Second, all Canadians are concerned about air quality. The people of southern Ontario and of the Fraser Valley are concerned. Let me tell the House something that is happening with resource development and it is that we should think about because it has happened in Ontario and now it is happening in B.C.
There is a power shortage in California but California does not want to have energy plants there because they pollute. God knows, it has to protect the air in California because there are problems. It now has legislation because it had referenda which said it had to take care of its air.
Washington state wants to get the profit by selling energy to California but it does not allow high tension power lines over places where people live.
What is the good idea? It is to build Sumas 2, 3, 4 and 5 or actually 12 power plants within 500 yards of the British Columbia-Washington border. Why is that such a good idea? They would take Alberta gas. They would have wind blows north. They could run the power lines down the centre of Abbotsford and the high tension power lines could be taken out to the coast and run down to California. It would be the perfect situation. California would get the energy without having to have the power plants. Washington would get the profit without having to have the pollution. Of course we would get the high tension power lines, the pollution and we would make the Fraser Valley the number one most polluted place in Canada instead of southern Ontario. Southern Ontario would become second and Fraser Valley would become number one.
Those are the kinds of things that we cannot let happen. We cannot let energy development go that way. I phoned our consul in Seattle, a former Liberal member from Newfoundland who is a good friend and a good guy. He said that they could not interfere with what foreign governments did. However, we can damn right interfere with what foreign governments do if it is going to blow that air into our area.

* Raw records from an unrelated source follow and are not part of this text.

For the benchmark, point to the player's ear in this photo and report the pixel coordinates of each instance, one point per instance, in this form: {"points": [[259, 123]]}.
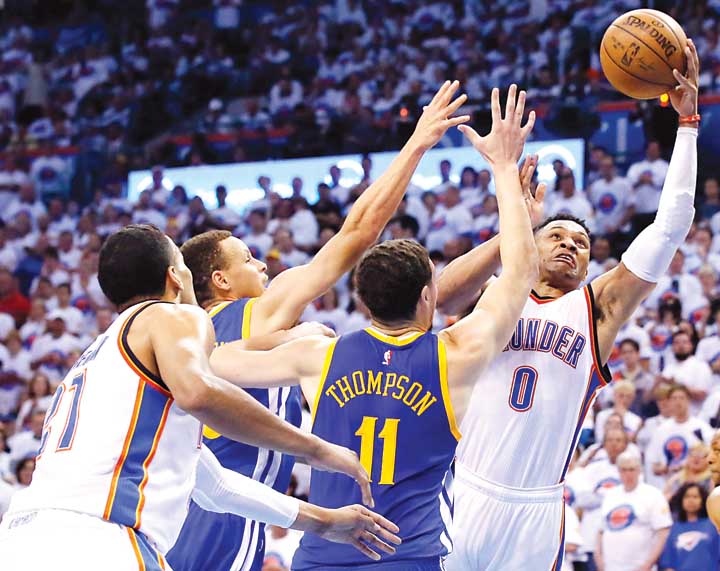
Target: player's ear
{"points": [[219, 281]]}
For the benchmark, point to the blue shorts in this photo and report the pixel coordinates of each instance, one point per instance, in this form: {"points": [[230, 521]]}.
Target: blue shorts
{"points": [[217, 542]]}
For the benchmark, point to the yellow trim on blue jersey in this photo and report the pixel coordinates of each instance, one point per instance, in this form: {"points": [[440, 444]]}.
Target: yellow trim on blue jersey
{"points": [[323, 377], [210, 433], [218, 308], [442, 365], [397, 341], [247, 315]]}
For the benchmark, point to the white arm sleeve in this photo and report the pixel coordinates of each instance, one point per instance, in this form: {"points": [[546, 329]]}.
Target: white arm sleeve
{"points": [[649, 255], [218, 489]]}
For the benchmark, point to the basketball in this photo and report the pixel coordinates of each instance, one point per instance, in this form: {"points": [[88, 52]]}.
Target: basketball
{"points": [[639, 51]]}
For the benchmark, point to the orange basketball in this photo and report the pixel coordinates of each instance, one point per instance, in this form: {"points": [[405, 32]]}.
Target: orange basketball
{"points": [[639, 51]]}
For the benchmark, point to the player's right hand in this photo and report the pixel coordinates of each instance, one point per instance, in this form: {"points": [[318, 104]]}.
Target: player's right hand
{"points": [[505, 142], [363, 529], [333, 458], [437, 116]]}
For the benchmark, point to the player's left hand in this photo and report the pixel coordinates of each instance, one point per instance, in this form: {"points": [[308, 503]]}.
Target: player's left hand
{"points": [[363, 529], [437, 116], [684, 96], [333, 458]]}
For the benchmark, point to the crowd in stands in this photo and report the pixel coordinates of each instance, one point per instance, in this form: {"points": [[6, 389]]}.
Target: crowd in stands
{"points": [[351, 76]]}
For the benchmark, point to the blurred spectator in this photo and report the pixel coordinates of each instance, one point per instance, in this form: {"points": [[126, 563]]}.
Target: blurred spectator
{"points": [[693, 542], [636, 522]]}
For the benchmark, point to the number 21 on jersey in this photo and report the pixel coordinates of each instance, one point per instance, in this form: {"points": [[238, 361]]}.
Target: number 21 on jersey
{"points": [[522, 389]]}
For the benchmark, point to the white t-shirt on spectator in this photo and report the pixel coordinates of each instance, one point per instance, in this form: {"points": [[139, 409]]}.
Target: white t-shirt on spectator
{"points": [[631, 423], [694, 373], [630, 519], [600, 478], [610, 200], [446, 224], [259, 243], [671, 442], [577, 205]]}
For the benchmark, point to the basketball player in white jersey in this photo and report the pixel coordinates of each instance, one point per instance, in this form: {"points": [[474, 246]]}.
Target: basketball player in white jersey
{"points": [[528, 407], [121, 452]]}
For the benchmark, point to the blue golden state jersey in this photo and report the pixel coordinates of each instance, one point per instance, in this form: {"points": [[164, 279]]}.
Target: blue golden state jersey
{"points": [[387, 399], [226, 542]]}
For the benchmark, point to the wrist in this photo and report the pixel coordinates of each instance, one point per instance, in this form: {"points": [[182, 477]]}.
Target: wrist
{"points": [[311, 518]]}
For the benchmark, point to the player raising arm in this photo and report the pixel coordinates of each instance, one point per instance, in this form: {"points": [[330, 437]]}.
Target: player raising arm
{"points": [[396, 381], [230, 285], [120, 448]]}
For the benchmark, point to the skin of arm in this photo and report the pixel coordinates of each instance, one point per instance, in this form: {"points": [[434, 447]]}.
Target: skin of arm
{"points": [[181, 359], [461, 282], [288, 295], [475, 340]]}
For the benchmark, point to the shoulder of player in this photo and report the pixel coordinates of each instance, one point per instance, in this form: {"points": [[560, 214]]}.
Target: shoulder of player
{"points": [[161, 315]]}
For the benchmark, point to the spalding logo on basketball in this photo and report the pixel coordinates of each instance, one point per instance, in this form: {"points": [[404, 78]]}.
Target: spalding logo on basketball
{"points": [[620, 518], [675, 450], [639, 51]]}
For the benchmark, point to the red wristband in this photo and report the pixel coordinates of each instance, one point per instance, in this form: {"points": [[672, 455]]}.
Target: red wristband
{"points": [[689, 119]]}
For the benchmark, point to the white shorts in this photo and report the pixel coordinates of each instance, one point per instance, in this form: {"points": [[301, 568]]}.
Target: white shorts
{"points": [[61, 540], [497, 528]]}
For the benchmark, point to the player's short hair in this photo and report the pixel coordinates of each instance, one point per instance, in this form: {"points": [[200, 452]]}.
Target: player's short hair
{"points": [[204, 256], [134, 263], [563, 216], [390, 278], [678, 387]]}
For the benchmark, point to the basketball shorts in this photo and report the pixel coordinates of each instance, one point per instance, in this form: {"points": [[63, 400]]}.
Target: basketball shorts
{"points": [[69, 541], [497, 528]]}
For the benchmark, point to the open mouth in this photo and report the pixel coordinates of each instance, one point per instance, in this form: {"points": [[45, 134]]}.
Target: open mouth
{"points": [[567, 258]]}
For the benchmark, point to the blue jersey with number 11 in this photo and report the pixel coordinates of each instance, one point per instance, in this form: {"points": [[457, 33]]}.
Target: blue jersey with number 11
{"points": [[387, 399]]}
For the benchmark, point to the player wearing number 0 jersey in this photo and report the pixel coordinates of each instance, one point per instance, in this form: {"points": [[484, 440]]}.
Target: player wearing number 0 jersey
{"points": [[525, 416], [393, 392], [229, 284], [121, 455]]}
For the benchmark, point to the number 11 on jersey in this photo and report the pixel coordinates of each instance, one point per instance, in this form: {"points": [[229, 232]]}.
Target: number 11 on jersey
{"points": [[388, 434]]}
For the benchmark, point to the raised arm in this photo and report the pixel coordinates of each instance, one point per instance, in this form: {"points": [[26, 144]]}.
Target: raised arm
{"points": [[619, 292], [289, 293], [220, 490], [473, 341], [182, 358], [461, 282]]}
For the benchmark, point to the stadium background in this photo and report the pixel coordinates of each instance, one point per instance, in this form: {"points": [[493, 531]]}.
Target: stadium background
{"points": [[243, 92]]}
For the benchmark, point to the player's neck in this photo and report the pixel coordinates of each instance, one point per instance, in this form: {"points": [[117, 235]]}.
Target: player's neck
{"points": [[396, 329]]}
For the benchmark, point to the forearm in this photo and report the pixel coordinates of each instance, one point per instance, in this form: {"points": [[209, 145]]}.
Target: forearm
{"points": [[220, 490], [517, 243], [460, 282], [235, 414]]}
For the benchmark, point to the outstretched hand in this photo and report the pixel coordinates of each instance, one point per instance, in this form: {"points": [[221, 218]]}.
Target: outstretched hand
{"points": [[684, 96], [535, 202], [437, 116], [505, 142]]}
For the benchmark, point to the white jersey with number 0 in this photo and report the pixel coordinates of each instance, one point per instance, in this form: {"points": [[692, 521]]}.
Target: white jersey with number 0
{"points": [[528, 407], [115, 445]]}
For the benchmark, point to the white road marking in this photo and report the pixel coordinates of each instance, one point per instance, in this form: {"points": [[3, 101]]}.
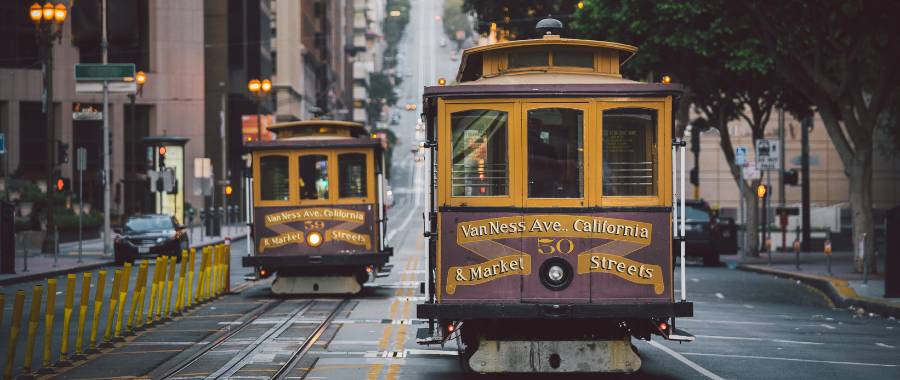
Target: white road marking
{"points": [[790, 359], [755, 339], [686, 361]]}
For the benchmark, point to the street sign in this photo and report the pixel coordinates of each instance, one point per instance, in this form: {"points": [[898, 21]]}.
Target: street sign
{"points": [[103, 72], [740, 155], [81, 159], [767, 155]]}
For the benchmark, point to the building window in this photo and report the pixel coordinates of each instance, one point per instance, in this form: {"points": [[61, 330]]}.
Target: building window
{"points": [[555, 153], [629, 152], [479, 153], [352, 175], [313, 177], [274, 183]]}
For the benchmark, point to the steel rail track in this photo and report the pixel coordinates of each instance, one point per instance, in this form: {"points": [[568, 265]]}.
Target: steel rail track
{"points": [[255, 314]]}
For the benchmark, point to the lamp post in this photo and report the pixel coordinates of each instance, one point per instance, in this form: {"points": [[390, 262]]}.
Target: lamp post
{"points": [[139, 78], [260, 89], [48, 22]]}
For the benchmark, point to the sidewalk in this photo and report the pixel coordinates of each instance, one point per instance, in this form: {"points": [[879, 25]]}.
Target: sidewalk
{"points": [[845, 287], [42, 266]]}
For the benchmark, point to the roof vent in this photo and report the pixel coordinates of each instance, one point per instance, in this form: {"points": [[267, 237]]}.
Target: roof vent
{"points": [[549, 27]]}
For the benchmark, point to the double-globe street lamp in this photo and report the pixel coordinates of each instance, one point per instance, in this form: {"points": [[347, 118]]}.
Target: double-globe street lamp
{"points": [[260, 89], [48, 22]]}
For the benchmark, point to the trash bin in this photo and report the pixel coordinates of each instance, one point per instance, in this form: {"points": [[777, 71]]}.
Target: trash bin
{"points": [[892, 256], [7, 239]]}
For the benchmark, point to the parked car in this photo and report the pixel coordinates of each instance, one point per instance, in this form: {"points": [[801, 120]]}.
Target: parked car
{"points": [[150, 235], [700, 232]]}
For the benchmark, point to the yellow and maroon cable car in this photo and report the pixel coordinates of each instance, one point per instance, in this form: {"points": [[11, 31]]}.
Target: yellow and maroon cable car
{"points": [[318, 209], [552, 217]]}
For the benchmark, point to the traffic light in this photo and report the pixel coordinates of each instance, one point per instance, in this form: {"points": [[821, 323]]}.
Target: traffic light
{"points": [[762, 191], [791, 177], [63, 184], [62, 152], [162, 157]]}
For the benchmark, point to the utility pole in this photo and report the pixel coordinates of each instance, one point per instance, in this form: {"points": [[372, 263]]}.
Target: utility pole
{"points": [[806, 125], [104, 45]]}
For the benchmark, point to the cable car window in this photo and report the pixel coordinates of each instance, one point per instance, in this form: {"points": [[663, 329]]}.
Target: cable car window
{"points": [[313, 177], [479, 153], [555, 153], [274, 184], [528, 58], [573, 58], [629, 152], [352, 175]]}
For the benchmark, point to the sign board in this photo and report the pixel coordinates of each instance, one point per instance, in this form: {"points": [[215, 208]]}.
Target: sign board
{"points": [[751, 173], [81, 159], [103, 72], [767, 155], [740, 155]]}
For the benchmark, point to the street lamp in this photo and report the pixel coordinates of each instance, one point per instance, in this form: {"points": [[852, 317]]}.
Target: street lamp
{"points": [[48, 22], [260, 89]]}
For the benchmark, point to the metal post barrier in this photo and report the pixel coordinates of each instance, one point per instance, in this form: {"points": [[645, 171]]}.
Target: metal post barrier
{"points": [[49, 314], [179, 300], [82, 315], [170, 281], [98, 308], [33, 321], [110, 315], [131, 326], [67, 316], [123, 295], [192, 295], [14, 327], [161, 287]]}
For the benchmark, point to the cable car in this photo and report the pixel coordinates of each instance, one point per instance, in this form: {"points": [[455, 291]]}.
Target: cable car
{"points": [[318, 209], [552, 217]]}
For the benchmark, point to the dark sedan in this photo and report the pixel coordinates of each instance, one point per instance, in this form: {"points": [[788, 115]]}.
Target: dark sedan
{"points": [[145, 236]]}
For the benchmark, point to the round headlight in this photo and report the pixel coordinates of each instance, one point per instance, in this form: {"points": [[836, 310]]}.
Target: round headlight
{"points": [[314, 239]]}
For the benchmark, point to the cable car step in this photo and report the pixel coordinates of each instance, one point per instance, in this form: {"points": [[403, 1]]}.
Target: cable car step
{"points": [[424, 336], [680, 335]]}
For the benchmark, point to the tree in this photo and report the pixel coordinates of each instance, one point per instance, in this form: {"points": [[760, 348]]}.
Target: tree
{"points": [[700, 47], [842, 56]]}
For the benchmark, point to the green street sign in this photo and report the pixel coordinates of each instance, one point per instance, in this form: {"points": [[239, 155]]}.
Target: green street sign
{"points": [[101, 72]]}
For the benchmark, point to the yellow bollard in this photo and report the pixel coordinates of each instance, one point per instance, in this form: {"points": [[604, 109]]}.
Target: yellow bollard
{"points": [[179, 301], [67, 316], [138, 288], [33, 320], [49, 313], [123, 295], [98, 309], [110, 315], [82, 314], [170, 282], [190, 284], [18, 305]]}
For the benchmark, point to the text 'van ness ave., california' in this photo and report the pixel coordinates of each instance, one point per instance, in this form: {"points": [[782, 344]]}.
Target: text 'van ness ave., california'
{"points": [[554, 226]]}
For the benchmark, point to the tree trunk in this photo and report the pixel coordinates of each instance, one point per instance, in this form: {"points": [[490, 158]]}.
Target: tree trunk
{"points": [[861, 207]]}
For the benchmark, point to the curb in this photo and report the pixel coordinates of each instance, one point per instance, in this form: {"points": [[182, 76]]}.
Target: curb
{"points": [[839, 291], [62, 272]]}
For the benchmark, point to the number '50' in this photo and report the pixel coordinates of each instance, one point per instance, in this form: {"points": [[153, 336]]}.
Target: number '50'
{"points": [[551, 246]]}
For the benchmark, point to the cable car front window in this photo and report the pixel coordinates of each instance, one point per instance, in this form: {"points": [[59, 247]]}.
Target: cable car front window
{"points": [[555, 153], [352, 175], [479, 153], [313, 177], [274, 183], [629, 152]]}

We need to work together. If we are talking global energy, then let us talk global energy. I say the government is not standing up for those people in the Fraser Valley. I am really concerned about that, so are the people of Abbotsford and the people of that area. The people of Ontario should be concerned as well because the same thing could happen there. We could literally put power plants right along the whole border as long as the winds were blowing the right way. Let us be concerned about that. Let us talk about that. No matter what we are doing, whether it is agriculture, energy or natural resources, we have to think about the environment.
I started out as an environmentalist. I trained as a biologist and now I am back full circle talking about the environment again. We need to talk about the environment in this place.
Third, water will be our most important nature resource of the future and again the government needs to take leadership. What do we need to do? We need to know what we have as a resource. We have never mapped our aquifers. We do not know how much water we really have. We do not know if we are on a positive or negative input for that water. We do not know whether we are draining our aquifers, whether they are being replaced or whether they are positive or negative. That is easy. The science is there. We know how to do that. Many parts of the world have done that.
We need to do an inventory of our lakes and streams. We need to consider the ecological impacts when we change or divert water from one place to another. We need to talk about that openly. The government needs to communicate that openly. Then we need to make decisions. That is how we handle water. I encourage the government to consider that and to communicate that to people as an important resource.